WITH SOCIAL unrest building in Spain due to the deepening economic crisis, debate is raging over the right to protest, and critics warn that the government risks curbing basic constitutional rights as it tries to keep the peace.

This week the conservative administration’s delegate for Madrid, Cristina Cifuentes, proposed modifying the law in order to limit street protests, on the grounds that they frequently bring traffic and businesses to a halt.

Some of her fellow members of the governing Partido Popular (PP) have voiced support for a review of the legislation. And on Wednesday, attorney general Eduardo Torres-Dulce advocated “suppressing all those who use those rights of freedom of speech to go further and undermine the foundations of the state of law”.

He also underlined the importance of the right to demonstrate, but his words were pounced upon by those who say an authoritarian backlash is under way.

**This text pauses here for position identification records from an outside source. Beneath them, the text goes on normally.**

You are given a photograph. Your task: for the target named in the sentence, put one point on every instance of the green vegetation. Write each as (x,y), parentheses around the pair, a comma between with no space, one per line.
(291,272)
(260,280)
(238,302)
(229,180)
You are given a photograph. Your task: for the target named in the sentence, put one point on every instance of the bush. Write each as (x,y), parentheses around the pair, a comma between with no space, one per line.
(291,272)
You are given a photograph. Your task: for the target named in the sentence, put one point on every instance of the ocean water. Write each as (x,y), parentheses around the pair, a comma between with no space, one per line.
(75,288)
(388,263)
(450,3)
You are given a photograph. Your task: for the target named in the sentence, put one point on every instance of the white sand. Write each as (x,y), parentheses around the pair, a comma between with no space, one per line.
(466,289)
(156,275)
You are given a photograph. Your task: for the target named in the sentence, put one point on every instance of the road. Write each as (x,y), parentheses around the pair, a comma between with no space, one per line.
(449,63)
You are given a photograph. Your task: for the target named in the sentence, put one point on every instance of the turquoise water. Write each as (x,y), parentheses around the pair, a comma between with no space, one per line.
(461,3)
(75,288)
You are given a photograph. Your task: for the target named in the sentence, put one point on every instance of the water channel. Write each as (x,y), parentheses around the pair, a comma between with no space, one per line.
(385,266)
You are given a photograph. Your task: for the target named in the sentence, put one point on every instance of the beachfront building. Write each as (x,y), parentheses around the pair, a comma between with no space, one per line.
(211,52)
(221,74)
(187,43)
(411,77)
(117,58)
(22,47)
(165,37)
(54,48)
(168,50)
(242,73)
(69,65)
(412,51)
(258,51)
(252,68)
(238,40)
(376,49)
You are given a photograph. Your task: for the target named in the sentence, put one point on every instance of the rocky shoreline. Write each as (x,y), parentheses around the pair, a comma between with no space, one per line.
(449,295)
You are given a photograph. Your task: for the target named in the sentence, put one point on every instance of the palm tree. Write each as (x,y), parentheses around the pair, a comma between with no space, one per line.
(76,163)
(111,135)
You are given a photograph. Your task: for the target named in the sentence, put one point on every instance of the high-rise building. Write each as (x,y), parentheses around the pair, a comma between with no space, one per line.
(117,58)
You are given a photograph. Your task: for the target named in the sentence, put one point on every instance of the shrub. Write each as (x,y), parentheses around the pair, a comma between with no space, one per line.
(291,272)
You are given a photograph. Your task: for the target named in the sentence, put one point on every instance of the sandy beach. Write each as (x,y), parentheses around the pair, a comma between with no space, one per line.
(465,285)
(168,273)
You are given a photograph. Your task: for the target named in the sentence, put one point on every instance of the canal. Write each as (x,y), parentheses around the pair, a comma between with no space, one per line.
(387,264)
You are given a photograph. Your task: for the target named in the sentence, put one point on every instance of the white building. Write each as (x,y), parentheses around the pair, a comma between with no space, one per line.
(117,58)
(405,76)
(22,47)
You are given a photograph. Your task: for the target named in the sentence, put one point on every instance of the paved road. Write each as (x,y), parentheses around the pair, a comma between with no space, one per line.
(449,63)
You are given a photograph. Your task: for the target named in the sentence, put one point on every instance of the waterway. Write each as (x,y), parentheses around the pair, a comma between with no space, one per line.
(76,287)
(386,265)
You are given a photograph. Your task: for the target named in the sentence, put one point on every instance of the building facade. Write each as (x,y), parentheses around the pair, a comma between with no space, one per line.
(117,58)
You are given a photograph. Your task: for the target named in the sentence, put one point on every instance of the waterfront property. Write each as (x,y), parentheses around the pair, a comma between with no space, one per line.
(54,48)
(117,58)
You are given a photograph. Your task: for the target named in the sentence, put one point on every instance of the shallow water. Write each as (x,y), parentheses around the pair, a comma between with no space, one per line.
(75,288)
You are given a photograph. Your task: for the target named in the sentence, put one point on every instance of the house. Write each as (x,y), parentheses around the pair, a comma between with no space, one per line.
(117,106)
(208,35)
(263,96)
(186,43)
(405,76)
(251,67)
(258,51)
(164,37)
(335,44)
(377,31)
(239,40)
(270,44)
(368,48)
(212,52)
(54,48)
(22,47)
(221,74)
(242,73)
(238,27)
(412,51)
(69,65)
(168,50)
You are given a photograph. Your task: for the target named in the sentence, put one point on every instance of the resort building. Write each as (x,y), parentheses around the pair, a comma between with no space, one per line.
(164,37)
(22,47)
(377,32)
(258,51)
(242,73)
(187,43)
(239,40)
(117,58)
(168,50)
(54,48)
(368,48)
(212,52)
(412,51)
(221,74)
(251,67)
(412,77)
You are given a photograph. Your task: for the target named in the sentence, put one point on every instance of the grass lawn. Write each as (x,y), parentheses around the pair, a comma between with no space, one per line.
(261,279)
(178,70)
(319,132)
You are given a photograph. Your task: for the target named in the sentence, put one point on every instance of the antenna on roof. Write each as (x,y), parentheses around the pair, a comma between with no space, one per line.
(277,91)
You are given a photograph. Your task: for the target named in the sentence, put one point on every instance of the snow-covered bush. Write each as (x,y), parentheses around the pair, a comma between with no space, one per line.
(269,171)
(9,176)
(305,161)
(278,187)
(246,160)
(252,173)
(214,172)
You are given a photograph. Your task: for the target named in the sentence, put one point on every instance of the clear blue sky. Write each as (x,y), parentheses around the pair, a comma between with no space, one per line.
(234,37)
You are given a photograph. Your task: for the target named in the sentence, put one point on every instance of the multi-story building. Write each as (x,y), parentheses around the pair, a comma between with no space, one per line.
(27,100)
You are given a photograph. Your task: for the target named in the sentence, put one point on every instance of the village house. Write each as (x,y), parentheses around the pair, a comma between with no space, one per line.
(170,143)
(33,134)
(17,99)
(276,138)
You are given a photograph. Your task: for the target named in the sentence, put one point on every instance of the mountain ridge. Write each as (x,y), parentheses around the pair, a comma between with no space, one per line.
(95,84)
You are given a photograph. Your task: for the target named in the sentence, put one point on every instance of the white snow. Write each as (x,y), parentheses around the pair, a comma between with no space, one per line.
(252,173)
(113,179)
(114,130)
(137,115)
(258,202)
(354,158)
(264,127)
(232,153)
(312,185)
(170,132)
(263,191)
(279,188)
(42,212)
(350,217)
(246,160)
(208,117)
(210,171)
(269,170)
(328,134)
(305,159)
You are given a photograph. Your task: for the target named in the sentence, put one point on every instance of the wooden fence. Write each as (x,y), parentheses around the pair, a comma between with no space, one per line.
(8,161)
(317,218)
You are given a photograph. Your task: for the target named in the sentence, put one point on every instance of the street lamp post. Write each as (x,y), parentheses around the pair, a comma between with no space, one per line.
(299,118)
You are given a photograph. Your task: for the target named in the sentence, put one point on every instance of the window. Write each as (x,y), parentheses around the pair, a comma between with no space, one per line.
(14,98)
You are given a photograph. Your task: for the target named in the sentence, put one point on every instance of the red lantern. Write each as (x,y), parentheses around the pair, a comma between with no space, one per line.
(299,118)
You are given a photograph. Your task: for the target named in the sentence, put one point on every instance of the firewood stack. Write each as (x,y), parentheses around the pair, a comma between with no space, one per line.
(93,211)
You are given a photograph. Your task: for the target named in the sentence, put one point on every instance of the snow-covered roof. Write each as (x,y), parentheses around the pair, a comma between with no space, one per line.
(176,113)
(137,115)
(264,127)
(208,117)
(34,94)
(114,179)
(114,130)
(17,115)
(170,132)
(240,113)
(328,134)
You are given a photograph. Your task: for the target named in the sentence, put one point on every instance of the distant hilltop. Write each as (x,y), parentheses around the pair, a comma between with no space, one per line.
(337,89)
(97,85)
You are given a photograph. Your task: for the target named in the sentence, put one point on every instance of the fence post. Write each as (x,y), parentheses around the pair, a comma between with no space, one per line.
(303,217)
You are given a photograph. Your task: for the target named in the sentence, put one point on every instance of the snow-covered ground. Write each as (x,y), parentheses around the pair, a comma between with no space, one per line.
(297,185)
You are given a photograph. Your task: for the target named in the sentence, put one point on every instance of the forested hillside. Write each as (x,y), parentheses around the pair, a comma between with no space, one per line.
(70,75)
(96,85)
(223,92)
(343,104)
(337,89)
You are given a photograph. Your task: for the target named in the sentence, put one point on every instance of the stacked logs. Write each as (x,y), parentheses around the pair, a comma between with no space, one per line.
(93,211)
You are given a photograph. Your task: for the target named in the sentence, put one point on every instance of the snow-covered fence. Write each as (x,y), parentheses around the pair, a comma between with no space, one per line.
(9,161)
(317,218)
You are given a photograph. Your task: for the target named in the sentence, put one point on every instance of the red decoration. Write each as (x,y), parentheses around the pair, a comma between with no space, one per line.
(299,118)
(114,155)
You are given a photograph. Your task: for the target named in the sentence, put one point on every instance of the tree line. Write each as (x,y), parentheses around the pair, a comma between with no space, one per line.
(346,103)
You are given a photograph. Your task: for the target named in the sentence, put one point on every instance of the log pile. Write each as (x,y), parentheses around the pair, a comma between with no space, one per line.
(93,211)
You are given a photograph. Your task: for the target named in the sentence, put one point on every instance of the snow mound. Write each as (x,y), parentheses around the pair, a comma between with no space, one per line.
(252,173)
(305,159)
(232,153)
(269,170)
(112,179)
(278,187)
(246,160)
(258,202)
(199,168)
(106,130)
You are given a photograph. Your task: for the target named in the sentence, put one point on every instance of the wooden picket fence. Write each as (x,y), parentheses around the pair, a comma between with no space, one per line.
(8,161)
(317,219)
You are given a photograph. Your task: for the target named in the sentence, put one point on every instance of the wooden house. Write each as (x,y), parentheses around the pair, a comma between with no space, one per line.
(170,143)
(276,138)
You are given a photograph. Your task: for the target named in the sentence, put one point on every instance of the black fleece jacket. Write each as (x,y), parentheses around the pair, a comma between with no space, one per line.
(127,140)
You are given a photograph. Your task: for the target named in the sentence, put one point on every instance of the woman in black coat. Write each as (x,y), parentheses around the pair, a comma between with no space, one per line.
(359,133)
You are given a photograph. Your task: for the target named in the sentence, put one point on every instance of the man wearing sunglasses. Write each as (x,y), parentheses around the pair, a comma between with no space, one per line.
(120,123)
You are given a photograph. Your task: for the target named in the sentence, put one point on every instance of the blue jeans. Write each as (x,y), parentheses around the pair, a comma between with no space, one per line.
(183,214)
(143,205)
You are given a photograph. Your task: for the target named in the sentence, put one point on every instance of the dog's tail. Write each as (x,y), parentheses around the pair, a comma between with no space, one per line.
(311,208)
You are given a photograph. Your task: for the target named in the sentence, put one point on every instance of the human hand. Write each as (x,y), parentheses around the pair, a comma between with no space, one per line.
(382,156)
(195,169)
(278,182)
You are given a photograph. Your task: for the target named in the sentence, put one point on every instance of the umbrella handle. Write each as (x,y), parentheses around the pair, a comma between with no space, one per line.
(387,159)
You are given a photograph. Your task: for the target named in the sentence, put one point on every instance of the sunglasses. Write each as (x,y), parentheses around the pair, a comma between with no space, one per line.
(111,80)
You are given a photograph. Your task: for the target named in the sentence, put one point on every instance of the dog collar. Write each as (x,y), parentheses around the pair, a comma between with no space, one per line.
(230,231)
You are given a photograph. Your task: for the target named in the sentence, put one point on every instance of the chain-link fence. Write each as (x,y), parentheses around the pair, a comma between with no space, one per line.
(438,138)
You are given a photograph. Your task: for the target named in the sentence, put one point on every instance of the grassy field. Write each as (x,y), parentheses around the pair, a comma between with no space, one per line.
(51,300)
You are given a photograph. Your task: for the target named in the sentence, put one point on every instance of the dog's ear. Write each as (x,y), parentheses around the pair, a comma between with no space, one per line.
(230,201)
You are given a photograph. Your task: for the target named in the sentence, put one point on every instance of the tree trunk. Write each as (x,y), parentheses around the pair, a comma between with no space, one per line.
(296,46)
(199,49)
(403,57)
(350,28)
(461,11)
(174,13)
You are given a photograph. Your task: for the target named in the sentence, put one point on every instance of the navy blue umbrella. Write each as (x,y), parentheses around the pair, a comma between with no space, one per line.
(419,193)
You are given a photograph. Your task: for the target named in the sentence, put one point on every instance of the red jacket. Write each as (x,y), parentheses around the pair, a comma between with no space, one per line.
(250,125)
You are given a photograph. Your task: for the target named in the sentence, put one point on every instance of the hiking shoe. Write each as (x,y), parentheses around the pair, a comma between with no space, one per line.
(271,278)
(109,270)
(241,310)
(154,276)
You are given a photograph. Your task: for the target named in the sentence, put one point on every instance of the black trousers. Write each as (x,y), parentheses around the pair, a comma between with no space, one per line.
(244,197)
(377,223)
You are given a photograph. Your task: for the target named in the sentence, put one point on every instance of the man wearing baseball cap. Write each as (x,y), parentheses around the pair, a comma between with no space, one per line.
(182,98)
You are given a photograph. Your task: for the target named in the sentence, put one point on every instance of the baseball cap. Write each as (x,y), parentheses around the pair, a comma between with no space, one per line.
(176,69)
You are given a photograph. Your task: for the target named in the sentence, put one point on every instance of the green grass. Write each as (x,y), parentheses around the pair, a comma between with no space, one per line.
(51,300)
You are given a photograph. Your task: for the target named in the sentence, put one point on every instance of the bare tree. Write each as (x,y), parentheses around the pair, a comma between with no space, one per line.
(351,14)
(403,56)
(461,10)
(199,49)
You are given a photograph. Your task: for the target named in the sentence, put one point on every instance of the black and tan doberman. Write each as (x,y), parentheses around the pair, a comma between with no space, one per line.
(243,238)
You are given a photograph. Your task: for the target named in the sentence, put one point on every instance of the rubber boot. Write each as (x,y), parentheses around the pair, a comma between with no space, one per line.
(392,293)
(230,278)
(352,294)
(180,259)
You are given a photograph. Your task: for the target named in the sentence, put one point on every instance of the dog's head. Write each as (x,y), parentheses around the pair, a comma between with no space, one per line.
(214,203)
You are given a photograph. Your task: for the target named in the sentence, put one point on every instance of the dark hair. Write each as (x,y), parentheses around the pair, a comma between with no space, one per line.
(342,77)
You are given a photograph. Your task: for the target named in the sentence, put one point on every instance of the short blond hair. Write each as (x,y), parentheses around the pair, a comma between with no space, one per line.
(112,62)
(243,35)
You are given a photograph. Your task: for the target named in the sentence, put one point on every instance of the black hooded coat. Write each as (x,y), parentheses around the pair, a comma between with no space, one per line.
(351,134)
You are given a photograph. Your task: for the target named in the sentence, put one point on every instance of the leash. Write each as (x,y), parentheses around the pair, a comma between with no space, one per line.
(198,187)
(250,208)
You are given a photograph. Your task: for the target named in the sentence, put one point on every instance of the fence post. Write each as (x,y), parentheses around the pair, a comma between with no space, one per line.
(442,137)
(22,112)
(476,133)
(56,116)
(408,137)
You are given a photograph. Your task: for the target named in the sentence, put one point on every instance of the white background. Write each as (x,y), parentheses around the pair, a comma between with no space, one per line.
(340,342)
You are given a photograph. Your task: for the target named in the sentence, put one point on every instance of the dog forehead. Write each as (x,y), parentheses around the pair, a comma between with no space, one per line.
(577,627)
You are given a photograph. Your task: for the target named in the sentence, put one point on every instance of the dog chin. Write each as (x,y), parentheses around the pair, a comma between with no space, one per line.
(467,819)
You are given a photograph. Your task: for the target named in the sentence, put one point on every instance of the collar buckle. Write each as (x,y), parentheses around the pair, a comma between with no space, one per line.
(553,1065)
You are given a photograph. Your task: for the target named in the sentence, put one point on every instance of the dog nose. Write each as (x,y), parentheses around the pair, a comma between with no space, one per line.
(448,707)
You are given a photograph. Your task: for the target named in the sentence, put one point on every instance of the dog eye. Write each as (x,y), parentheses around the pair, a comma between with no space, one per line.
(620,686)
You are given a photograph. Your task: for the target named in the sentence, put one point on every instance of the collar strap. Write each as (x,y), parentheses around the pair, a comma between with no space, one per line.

José Manuel Gómez Benítez, a progressive member of Spain’s judicial oversight body, called the initiative “typical of authoritarian and dictatorial regimes, not of a democratic state”.

“What seems to bother Cifuentes is the number, the frequency and the permanence of the protests,” he told a radio interviewer.

“But these take place because there are more and more people who don’t trust those they have voted into office.”

The interior ministry has said it has no plans to change the law, but not everyone is convinced.

Gaspar Llamazares of the Izquierda Unida leftist coalition said the administration was planning “to limit the right to gather”.

The government is already in the process of reforming the penal code to stiffen the punishment for those who use violence at demonstrations.

Individuals accused of organising violent events through the internet will face up to two years in prison under the change.

Prime minister Mariano Rajoy has faced a growing wave of street protests since taking power in December 2011, mainly because of the severe austerity programme he has implemented to meet deficit targets set by Brussels.

Usually these see hundreds, or thousands, of public sector workers, trade unionists, or students marching peacefully and noisily through the streets.

Ms Cifuentes said 2,200 protests had taken place in Madrid this year alone – a figure a police union has queried.

However, with unemployment at 25 per cent and rising, these demonstrations have taken a more fervent turn lately.

On September 25th, thousands of members of a movement calling itself “Occupy Congress” surrounded the parliament building, in a protest aimed not just at the government, but at the entire political class. Some of the protesters became violent and the police responded with baton charges and rubber bullets.

“The government seems to be trying to instil fear in those who take part in these protests,” said Raúl Camargo (33), a civil servant who was at the demonstration. “They’ve already cut back on loads of our economic rights. Now they’re cutting our constitutional rights.”

The nature of the protest and the police’s handling of it seemed to mark a new intensity in Spain’s unrest. The government insisted that “the silent majority” of people were not involved, but analysts said most Spaniards had already turned against the government, which last week unveiled new austerity measures and structural reforms.

“Since the summer, there’s been a notable deepening of the worry and outrage that people are feeling,” said Josep Lobera, a sociologist at Madrid’s Autónoma University. “There’s a very negative mindset among Spaniards right now. If the bad news continues, the social unrest will get worse.”